Researchers discover how antidepressants and cocaine interact with their protein targets in brain cells

Scientists from Weill Cornell Medical College (WCMC) and Columbia University Medical Center have described for the first time the specifics of how brain cells process antidepressant drugs, cocaine and amphetamines. The findings could lead to the development of more targeted medications for a host of psychiatric diseases, particularly depression and drug addiction.

The research, featured as the cover story in a recent issue of Molecular Cell, describes the precise molecular and biochemical structure of transporter molecules known as neurotransmitter-sodium symporters (NSSs), and how cells use them to enable neural signaling in the brain. A second study, published in a recent issue of Nature Neuroscience, pinpoints the sites on NSSs where cocaine binds.

"These findings are so clear and detailed at the level of molecular behavior that they will be most valuable to developing more effective therapies for mood disorders and neurologic and psychiatric diseases, and to direct effective treatments for drug addiction to cocaine and amphetamines," said co-lead author Harel Weinstein, the Maxwell M. Upson Professor of Physiology and Biophysics and director of the Institute for Computational Biomedicine at WCMC. "This research may also open the door to the development of new therapies for dopamine-neurotransmitter disorders, such as Parkinson's disease, schizophrenia and anxiety and depression."

In the Molecular Cell study, a research team led by Jonathan Javitch, professor of psychiatry and pharmacology in the Center for Molecular Recognition at Columbia University Medical Center, used the crystal structure of a bacterial transporter that is very similar to human neurotransmitter transporters to design laboratory experiments that were combined with the computer simulations in the Weinstein lab.

The team stabilized different structural states of the NSS molecule that relate to steps in its function; they found a finely tuned process in which two sodium ions bind and stabilize the transporter molecule for the correct positioning of two messenger molecules -- one deep in the center of the protein and the other closer to the entrance.
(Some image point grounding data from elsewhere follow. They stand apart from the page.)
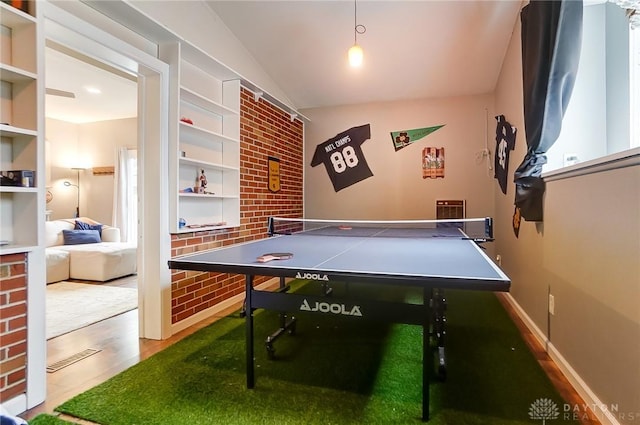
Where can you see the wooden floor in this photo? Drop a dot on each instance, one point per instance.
(117, 338)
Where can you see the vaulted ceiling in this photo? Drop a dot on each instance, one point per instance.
(413, 49)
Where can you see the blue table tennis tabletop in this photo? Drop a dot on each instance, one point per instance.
(433, 259)
(423, 257)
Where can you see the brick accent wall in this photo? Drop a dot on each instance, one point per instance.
(265, 130)
(13, 325)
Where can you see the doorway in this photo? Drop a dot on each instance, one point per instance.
(152, 75)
Like a key turning to engage a lock mechanism, this second binding causes changes in the transporter throughout the structure, allowing one of the two sodium molecules to move inward and then release the deeply bound messenger and its sodium partner into the cell.

In the bacterial transporter studied, antidepressant molecules bind in the outer one of two sites and stop the transport mechanism, leaving the messenger molecule outside the cell.
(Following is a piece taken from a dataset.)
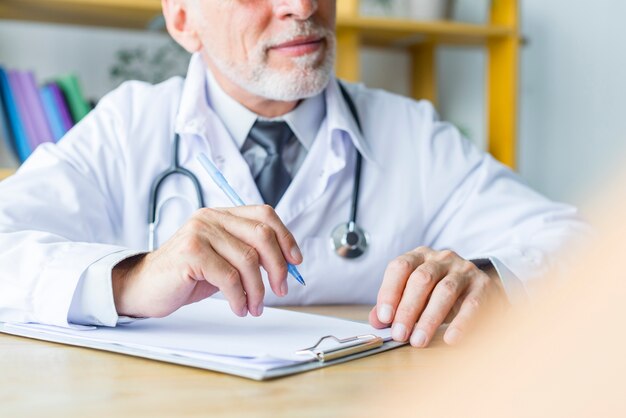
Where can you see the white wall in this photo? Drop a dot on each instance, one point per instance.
(572, 116)
(573, 119)
(51, 50)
The second team of researchers, involving a collaboration of the Weinstein and Javitch labs with colleagues in Denmark, found that in the human dopamine transporter cocaine binds in the deep site, unlike the antidepressant binding in the bacterial transporter. Therefore, the researchers conclude that anti-cocaine therapy will be more complicated than was previously expected, because interfering with cocaine binding also means interference with the binding of natural messengers.

"This finding might steer anti-cocaine therapy in a completely new direction," Weinstein said.
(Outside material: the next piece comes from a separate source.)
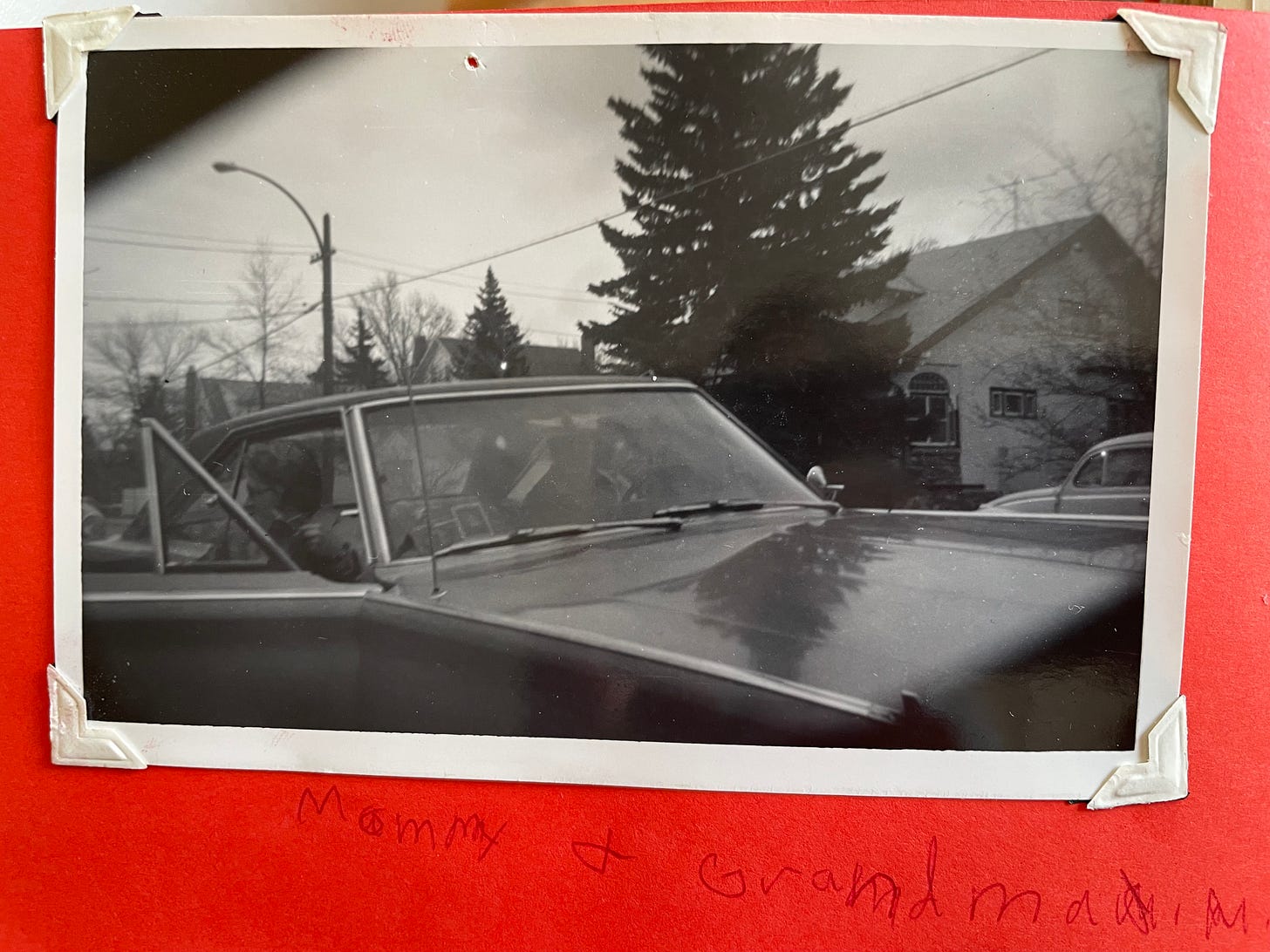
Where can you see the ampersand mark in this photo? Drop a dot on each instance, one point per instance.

Molecular understanding at this level of structural and dynamic detail is rare in the world of drug development, the authors note. Only about 15 percent of all drugs have a known molecular method of action, even though the effects of these drugs within the body are well understood pharmacologically.

The research was supported by the National Institutes of Health, with additional funding from the Danish Medical Research Council, the Lundbeck Foundation, the Novo Nordisk Foundation and the Maersk Foundation.